New Moon and the Sabbath


Prior to about 705 BC all the civilizations with advanced astronomy (Israel, China, Mayan) had the Earth’s year at 360 days, consisting of 12 months of exactly 30 days each. (Quite a testimony of Divine Creation. It has been recently asserted that a large rogue planet pulled the earth further away from the sun about 705 BC causing the increased year. See Isaiah 13:13 and 2nd Kings 20:11)

My question is, prior to 705 BC, when the calendar and year was 360 days, as 1st Samuel 20:27 says that a New Moon Celebration is 2 days, how did this effect the weekly Sabbath? Was the day after the 2nd day of the New Moon always the Sabbath (did the New Moon always fall on the same days of the week, such as Thursday and Friday), or did the two day New Moon celebration sometimes fall “randomly” in the middle (or elsewhere) in the week, or was the New Moon always immediately before or after the weekly Sabbath to always have a “Three day weekend” once a month? (Feel free to send an image of a calendar showing how the New Moon and Sabbath worked on a 30 day month in a 360 day year.)

Thank You very much for your time and thoughts!
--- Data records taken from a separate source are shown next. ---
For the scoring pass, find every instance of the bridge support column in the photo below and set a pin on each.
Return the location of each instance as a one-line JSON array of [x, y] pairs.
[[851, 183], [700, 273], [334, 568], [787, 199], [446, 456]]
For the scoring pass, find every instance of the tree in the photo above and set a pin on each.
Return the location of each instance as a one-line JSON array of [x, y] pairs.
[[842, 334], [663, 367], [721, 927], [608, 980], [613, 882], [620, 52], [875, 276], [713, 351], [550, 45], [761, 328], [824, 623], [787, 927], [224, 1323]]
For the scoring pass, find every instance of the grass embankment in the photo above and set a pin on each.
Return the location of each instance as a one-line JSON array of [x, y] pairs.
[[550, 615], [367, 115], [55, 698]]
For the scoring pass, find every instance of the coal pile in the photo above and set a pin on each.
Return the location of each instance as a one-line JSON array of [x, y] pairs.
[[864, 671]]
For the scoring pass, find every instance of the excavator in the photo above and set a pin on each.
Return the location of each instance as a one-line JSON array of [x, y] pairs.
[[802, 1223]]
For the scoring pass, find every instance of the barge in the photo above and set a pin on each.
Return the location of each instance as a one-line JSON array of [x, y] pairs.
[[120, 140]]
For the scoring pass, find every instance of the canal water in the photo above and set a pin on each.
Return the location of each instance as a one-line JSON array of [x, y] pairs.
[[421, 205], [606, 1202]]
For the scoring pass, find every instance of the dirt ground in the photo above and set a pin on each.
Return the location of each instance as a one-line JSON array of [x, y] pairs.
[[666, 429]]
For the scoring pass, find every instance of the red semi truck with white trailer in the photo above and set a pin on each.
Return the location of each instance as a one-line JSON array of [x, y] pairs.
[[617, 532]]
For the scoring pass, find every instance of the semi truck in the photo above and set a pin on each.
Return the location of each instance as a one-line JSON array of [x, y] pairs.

  1. There is no evidence in the Jewish world of a solar calendar that followed a 360 day year. In truth, it would be a moot point because the Jewish calendar is a lunar calendar that and it has a 354 day year. The New Moon follows the lunar cycle which is almost exactly 29 and a half days long. That is why the New Moon is sometimes two days long and sometimes one day long as the New Moon begins at the beginning of the day (in Judaism that is at nightfall) and was celebrated even though the actual “birth” off the new moon might only occur during the day. That also means that the New Moon is never on the same day month after month. Rather, the New Moon will always be the day after it was the month before.

    To your main question: According to Jewish Tradition, there is an unbroken chain of tradition that the first Sabbath of the Creation was on Saturday (the seventh day of the Creation), and the Jews have kept that day holy ever since. However, the Jewish days begin at nightfall, which means that the Sabbath actually begins on Friday at sunset, ending on Saturday night.